Diageo PLC reduced its full-year forecast on Thursday after reporting slower sales, affected by weak results in North America and China. The London-based beverage giant, known for Smirnoff, Johnnie Walker, and Guinness, recorded a 2.2% decline in sales to USD 4.88 billion during the first quarter, down from USD 4.97 billion in the same period last year.
On an organic basis, sales remained stable, performing better than the 1.3% decline expected by analysts. Organic volume rose 2.9%, but price and mix effects fell 2.8%, mainly due to slower results in Chinese white spirits, which weakened the Asia Pacific performance.

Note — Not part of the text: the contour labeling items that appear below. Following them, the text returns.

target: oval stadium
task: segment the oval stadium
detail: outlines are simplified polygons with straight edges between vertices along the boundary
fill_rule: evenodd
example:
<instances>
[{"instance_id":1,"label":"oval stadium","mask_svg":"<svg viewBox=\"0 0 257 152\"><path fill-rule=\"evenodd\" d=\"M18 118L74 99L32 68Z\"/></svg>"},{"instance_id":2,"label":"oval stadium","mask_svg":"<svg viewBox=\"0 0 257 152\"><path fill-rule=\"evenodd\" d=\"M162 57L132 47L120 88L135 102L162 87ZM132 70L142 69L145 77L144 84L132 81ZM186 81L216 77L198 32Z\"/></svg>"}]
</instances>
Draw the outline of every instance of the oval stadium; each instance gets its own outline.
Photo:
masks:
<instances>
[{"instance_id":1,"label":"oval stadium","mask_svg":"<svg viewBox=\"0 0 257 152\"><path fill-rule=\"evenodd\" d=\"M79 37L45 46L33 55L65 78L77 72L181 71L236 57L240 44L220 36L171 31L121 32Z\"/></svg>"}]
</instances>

Excluding China, price and mix would have been nearly unchanged.
Diageo estimated that the weakness in Chinese white spirits reduced group net sales by approximately 2.5% during the quarter. The company noted that in the U.S. market, last year's exceptional Don Julio tequila restocking made comparisons tougher this year.
“Reflecting the CWS weakness and softer US environment, Diageo lowered financial 2026 expectations for organic net sales growth to ‘flat to slightly down’ from ‘to be at a similar level to fiscal 25.’”
In the previous financial year (2025), Diageo posted total sales of USD 20.25 billion.
Diageo’s latest results reveal stable overall performance despite setbacks in North America and China, prompting a reduced growth forecast for 2026.